Ab dem ersten Lockdown wurden die Medienbestände der eBibo aufgrund einer zu erwartenden wachsenden Nachfrage über Plan aufgestockt (+ 24,3 %). Die Nutzer*innen honorierten das Angebot mit enorm steigenden Entleihungs- und Streamingzahlen. Selbst im Monat Juni, als die Ausleihe in stationären Bibliotheken bereits wieder weitgehend einschränkungsfrei lief, lag die Entleihungszahl der eBibo immer noch 47 % höher als im Vergleichsmonat des Vorjahres.

Insgesamt zehn Wochen Bibliotheksschließung und diverse Begrenzungen der Zugänglichkeit hatten Rückgänge bei den Entleihungen zur Folge. Dass sich die Verluste in Grenzen hielten, lag sowohl an einer guten Ausgangssituation (Ende Februar standen die Entleihungen in den stationären Bibliotheken gegenüber dem Vorjahr mit 1,6 % im Plus) als auch an dem schnell organisierten Lieferdienst "BiboModern" während des Lockdowns. Erfreulicherweise nahm die Inanspruchnahme von Bibliotheksdienstleistungen außerdem mit jedem Schritt zu mehr Öffnung im Sommer schnell wieder zu.

Auf die Besucherstatistik wirkten sich die Begrenzung der Personenzahl in den Bibliotheken und die Vorsicht der Benutzer*innen naturgemäß deutlicher aus als auf die Entleihungen.

Eine Ausnahme bei allen Entwicklungen stellt die Bibliothek Südvorstadt dar. Dank der Unterstützung durch den Stadtbezirksbeirat Plauen konnten hier trotz Haushaltsperre die zusätzlichen fachpersonalfreien Öffnungszeiten nach kurzer Unterbrechung bis zum Jahresende fortgesetzt werden. Das Bibo-7/10- Konzept und die Attraktivität des 2019 bezogenen neuen Standortes führten zu wachsenden Besucher- und Entleihungszahlen (+ 8,8 % bzw. + 4,8 %).

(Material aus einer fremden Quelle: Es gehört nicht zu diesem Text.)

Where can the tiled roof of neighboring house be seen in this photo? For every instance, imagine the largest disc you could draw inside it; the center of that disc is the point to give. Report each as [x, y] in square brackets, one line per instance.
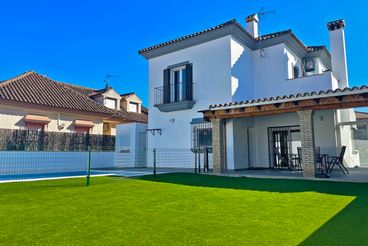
[274, 35]
[293, 97]
[127, 94]
[316, 48]
[37, 89]
[361, 115]
[188, 36]
[34, 88]
[243, 30]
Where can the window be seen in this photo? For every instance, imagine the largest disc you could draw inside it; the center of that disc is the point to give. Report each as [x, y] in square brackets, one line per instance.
[295, 71]
[35, 126]
[110, 103]
[178, 84]
[309, 65]
[133, 107]
[82, 130]
[201, 135]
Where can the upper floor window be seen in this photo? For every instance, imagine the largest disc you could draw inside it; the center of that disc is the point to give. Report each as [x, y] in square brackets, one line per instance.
[295, 71]
[178, 84]
[133, 107]
[110, 103]
[309, 65]
[31, 126]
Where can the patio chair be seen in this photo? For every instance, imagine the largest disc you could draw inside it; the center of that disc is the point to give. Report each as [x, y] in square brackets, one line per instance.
[338, 160]
[283, 161]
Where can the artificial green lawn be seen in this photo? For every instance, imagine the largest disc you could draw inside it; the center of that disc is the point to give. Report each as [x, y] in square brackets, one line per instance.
[184, 209]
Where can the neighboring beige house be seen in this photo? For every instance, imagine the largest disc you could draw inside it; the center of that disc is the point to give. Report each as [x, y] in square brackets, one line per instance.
[36, 102]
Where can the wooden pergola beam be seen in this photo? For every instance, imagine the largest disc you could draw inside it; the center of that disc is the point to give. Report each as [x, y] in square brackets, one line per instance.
[272, 108]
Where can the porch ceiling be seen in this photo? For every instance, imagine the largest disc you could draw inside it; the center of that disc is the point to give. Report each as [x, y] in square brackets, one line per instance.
[330, 99]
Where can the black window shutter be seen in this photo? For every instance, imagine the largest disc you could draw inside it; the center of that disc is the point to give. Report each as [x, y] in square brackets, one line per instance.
[166, 88]
[189, 82]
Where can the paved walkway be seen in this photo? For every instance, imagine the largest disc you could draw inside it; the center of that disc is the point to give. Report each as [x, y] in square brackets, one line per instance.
[356, 175]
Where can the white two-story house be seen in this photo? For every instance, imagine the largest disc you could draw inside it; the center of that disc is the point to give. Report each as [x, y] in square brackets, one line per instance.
[233, 68]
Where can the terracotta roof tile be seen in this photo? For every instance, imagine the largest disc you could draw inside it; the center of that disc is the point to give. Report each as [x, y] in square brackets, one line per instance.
[228, 23]
[34, 88]
[292, 97]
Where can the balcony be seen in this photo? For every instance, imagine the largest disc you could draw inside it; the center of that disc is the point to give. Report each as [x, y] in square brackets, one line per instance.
[174, 97]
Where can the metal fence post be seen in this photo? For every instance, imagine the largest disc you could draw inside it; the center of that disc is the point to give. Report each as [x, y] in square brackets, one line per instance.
[206, 165]
[195, 161]
[89, 167]
[199, 161]
[154, 162]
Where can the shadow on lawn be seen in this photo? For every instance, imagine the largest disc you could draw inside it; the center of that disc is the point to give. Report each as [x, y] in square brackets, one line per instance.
[348, 227]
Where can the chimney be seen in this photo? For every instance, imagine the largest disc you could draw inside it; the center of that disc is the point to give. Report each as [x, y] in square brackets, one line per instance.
[252, 25]
[338, 52]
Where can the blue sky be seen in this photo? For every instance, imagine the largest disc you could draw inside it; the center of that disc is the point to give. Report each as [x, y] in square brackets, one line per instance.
[81, 41]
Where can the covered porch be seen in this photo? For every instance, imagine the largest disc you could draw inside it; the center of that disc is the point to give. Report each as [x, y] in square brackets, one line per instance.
[247, 134]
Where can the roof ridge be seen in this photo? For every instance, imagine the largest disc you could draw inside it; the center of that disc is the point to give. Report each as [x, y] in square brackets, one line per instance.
[78, 86]
[25, 74]
[232, 21]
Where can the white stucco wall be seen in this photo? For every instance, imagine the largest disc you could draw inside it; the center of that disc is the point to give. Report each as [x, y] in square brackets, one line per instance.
[131, 146]
[272, 74]
[225, 70]
[241, 72]
[212, 84]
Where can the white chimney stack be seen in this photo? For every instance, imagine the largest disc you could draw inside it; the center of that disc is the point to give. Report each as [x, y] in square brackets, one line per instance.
[338, 52]
[252, 25]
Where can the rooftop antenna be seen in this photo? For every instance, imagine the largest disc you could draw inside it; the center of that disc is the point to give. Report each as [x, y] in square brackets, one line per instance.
[108, 77]
[262, 12]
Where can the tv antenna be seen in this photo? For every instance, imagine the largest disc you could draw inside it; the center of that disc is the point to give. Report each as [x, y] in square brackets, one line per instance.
[108, 78]
[262, 12]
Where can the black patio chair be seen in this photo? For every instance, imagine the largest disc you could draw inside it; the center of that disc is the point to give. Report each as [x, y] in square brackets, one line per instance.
[319, 157]
[283, 161]
[332, 161]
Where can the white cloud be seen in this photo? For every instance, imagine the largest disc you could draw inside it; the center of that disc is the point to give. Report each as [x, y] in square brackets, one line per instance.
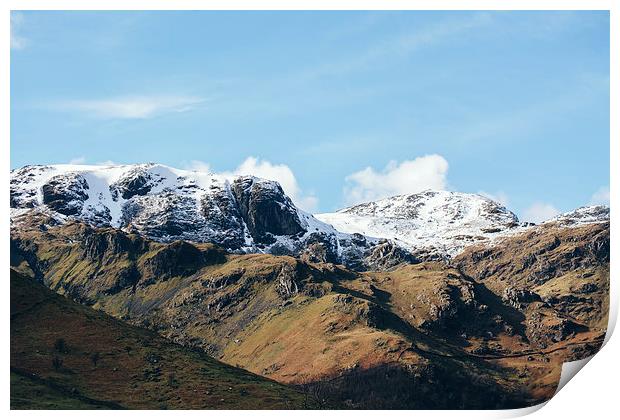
[267, 170]
[600, 197]
[77, 161]
[499, 196]
[130, 107]
[539, 212]
[407, 177]
[18, 42]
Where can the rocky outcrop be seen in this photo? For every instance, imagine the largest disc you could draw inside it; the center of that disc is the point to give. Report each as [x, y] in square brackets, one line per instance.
[65, 194]
[387, 255]
[265, 209]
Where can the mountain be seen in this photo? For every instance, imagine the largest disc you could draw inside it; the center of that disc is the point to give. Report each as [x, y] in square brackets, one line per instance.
[69, 356]
[242, 214]
[245, 214]
[438, 223]
[488, 329]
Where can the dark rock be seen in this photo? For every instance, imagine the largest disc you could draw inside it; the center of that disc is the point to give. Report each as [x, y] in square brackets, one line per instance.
[266, 210]
[66, 194]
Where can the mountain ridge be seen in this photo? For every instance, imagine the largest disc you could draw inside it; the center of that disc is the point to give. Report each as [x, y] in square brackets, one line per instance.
[246, 214]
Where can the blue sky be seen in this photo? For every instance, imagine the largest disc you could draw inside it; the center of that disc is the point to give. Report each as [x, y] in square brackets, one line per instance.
[339, 106]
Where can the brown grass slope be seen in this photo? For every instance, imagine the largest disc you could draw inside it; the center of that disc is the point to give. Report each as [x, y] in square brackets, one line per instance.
[69, 356]
[420, 336]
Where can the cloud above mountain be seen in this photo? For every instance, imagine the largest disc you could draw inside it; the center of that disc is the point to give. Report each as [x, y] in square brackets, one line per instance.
[130, 107]
[406, 177]
[261, 168]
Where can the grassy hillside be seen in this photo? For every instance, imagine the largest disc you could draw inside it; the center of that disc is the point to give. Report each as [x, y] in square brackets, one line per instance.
[69, 356]
[489, 330]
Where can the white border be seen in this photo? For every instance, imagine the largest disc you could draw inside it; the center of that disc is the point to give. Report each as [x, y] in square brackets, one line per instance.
[593, 395]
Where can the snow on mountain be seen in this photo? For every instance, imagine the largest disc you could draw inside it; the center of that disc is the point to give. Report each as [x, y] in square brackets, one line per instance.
[249, 214]
[439, 222]
[242, 213]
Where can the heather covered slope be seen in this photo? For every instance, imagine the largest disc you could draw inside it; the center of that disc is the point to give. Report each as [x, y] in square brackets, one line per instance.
[437, 333]
[68, 356]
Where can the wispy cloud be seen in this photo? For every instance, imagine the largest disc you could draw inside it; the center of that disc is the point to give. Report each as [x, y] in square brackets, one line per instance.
[400, 45]
[130, 107]
[600, 197]
[18, 42]
[407, 177]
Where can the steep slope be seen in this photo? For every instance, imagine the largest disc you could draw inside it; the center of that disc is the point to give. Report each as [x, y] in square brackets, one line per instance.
[438, 223]
[242, 214]
[68, 356]
[441, 224]
[434, 335]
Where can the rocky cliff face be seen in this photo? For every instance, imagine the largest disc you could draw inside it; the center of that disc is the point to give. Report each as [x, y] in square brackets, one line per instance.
[490, 328]
[245, 214]
[241, 214]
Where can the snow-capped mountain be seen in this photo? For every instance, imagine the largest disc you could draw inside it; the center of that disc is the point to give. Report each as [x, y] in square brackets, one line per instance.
[439, 222]
[249, 214]
[242, 213]
[443, 223]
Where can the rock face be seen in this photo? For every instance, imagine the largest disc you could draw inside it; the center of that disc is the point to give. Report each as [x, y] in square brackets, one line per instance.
[245, 214]
[241, 214]
[439, 223]
[265, 209]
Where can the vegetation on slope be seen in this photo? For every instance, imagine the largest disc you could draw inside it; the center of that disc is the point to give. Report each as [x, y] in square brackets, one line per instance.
[69, 356]
[473, 334]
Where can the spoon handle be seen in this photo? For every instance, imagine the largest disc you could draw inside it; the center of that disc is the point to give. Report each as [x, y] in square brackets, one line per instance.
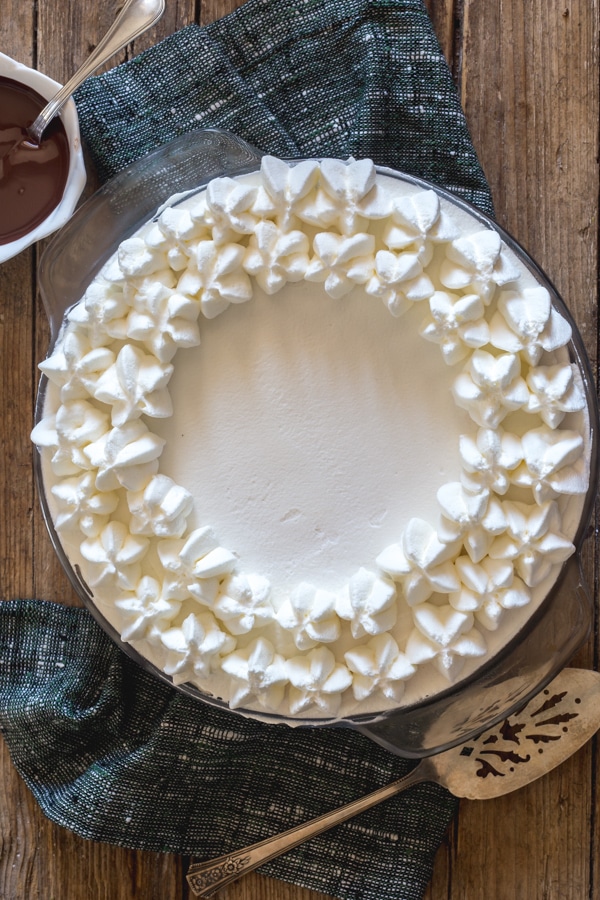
[206, 878]
[135, 17]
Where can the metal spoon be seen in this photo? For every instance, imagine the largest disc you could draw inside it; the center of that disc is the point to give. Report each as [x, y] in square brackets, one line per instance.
[552, 726]
[135, 17]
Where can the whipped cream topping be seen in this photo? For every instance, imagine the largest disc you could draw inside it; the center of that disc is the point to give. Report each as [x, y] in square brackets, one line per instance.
[448, 589]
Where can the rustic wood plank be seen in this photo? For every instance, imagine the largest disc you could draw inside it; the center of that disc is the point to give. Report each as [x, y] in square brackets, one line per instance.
[527, 74]
[443, 14]
[531, 100]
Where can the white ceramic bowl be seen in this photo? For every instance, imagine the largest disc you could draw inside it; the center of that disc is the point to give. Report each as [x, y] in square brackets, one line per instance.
[10, 68]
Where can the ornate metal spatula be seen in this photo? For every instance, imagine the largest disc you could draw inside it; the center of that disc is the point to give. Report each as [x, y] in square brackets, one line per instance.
[525, 746]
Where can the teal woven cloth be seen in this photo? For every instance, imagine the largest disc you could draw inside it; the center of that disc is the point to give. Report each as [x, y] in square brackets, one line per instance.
[107, 750]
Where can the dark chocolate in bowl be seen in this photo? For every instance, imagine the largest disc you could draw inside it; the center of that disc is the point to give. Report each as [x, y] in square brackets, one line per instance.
[32, 178]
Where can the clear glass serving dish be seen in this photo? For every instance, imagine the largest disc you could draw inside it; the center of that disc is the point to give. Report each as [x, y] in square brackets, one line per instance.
[549, 638]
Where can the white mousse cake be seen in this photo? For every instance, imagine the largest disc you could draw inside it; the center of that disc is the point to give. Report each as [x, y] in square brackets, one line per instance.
[362, 483]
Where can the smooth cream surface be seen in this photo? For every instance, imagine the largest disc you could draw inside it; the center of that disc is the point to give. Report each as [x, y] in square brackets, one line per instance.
[325, 504]
[310, 450]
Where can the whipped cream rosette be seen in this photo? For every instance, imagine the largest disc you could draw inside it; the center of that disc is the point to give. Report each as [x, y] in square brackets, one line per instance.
[349, 490]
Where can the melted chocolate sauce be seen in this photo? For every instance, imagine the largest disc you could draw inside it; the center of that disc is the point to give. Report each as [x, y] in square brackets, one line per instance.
[32, 178]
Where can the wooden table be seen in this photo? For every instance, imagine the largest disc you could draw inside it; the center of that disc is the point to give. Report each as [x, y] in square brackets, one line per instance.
[528, 78]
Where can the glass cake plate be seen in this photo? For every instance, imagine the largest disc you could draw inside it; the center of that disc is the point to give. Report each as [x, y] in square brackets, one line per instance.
[551, 635]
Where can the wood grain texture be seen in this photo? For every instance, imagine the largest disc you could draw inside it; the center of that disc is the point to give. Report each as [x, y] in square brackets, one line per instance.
[528, 79]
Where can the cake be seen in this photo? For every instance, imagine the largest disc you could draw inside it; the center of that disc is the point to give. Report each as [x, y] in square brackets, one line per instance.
[366, 478]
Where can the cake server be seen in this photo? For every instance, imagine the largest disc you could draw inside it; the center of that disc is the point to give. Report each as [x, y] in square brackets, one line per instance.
[526, 745]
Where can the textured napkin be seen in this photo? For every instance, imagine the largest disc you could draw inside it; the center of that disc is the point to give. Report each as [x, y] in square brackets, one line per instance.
[107, 750]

Die stärkste Auswirkung hatten die coronabedingten Einschränkungen auf das Veranstaltungsangebot. Seit der Bibliotheksschließung am 14. März gab es, bis auf Veranstaltungen mit Kita-Gruppen und Schulklassen in eingeschränkter Zahl, über insgesamt acht Monate keine Angebote in stationären Bibliotheken. Bei den wenigen öffentlich zugänglichen Veranstaltungen musste die Zahl der Plätze stark begrenzt werden. Dafür erreichten die 30 als Stream bereitgestellten Veranstaltungen ca. 8.000 Aufrufe.

Der Zugang physischer Medien lag im Berichtszeitraum um 9,5 % niedriger als 2019.